Und wie alle diese Versuche war er von vornherein zum Scheitern verurteilt gewesen. Nach der Fertigstellung des Hansom-Komplexes vor rund acht Jahren hatte man vom Beginn eines neuen Zeitalters der Architektur gesprochen, den gewaltigen Häuserblock als eines der modernsten Bauwerke der Welt und ein Monument für die Ewigkeit gefeiert, hatte es einen Triumph menschlicher Kreativität genannt.

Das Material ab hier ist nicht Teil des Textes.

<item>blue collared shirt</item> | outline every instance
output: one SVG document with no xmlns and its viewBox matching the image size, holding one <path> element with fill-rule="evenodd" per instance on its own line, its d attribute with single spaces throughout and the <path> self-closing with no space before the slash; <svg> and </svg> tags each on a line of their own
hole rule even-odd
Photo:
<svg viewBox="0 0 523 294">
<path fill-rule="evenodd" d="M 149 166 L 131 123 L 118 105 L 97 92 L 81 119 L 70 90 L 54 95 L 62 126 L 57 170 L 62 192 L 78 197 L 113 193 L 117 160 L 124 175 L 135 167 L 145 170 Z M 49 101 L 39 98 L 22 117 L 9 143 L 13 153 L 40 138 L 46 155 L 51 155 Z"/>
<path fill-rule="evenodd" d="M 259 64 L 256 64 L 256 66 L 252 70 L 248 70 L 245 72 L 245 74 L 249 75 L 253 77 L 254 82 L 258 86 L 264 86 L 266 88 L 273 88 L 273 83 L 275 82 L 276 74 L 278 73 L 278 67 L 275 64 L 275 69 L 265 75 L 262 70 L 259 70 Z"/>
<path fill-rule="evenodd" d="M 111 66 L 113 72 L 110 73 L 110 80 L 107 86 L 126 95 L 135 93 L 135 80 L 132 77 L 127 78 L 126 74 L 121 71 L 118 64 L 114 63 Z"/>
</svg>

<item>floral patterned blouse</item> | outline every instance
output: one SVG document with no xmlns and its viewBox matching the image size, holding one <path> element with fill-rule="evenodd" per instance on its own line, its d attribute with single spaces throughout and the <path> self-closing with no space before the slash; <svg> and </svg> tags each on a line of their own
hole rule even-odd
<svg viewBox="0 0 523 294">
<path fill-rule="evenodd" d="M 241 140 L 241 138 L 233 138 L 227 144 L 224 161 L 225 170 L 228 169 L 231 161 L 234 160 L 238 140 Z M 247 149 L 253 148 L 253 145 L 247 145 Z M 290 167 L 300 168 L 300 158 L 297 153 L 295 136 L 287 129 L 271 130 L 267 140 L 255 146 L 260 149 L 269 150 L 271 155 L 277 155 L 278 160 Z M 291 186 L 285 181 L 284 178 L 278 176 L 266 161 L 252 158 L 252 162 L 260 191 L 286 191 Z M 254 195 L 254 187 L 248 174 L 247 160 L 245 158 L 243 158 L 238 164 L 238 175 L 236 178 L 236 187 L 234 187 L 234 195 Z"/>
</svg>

Kluge Köpfe hatten noch andere, größere Worte dafür gefunden.
Aber das war lange her.
Jetzt war es nur noch ein Triumph des Alters und Zerfalls, ein Symbol für das Scheitern der hochtrabenden Pläne, die zu seinem Entstehen geführt hatten.
Und im Grunde, so gestand sich McGiven ein, galt das nicht einmal nur für das Haus, sondern auch für sein eigenes Leben.
Früher einmal, in einer Zeit, die Jahrhunderte und nicht erst ein knappes Jahrzehnt zurückzuliegen schien, hatte er zusammen mit Emily in einer zwar stets feuchten, ansonsten jedoch gut erhaltenen und geräumigen Wohnung gelebt. Er hatte gearbeitet und jede Woche genügend Lohn für ein Leben in geordneten, wenn auch bescheidenen Verhältnissen nach Hause gebracht. Emily hatte nebenbei mit kleinen Näharbeiten und Stickereien ein hübsches Zubrot verdient, sodass es ihnen sogar gelungen war, jede Woche eine kleine Summe zurückzulegen. Sie hatten davon geträumt, sich irgendwann ein kleines Häuschen kaufen zu können, und sie hatten Kinder haben wollen.
»Kinder.«
McGiven seufzte, setzte die bereits zu zwei Dritteln geleerte Flasche erneut an die Lippen und trank einen weiteren Schluck. Mehr, als er sich leisten konnte, im Grunde. Die Flasche hätte noch bis morgen reichen müssen und sie hätte es getan, hätte er sie sich wie gewohnt eingeteilt. Aber ihm war kalt. Er würde es später bitter bereuen, sich seinen Schnapsvorrat nicht besser eingeteilt zu haben, aber irgendetwas musste er schließlich gegen die Kälte tun.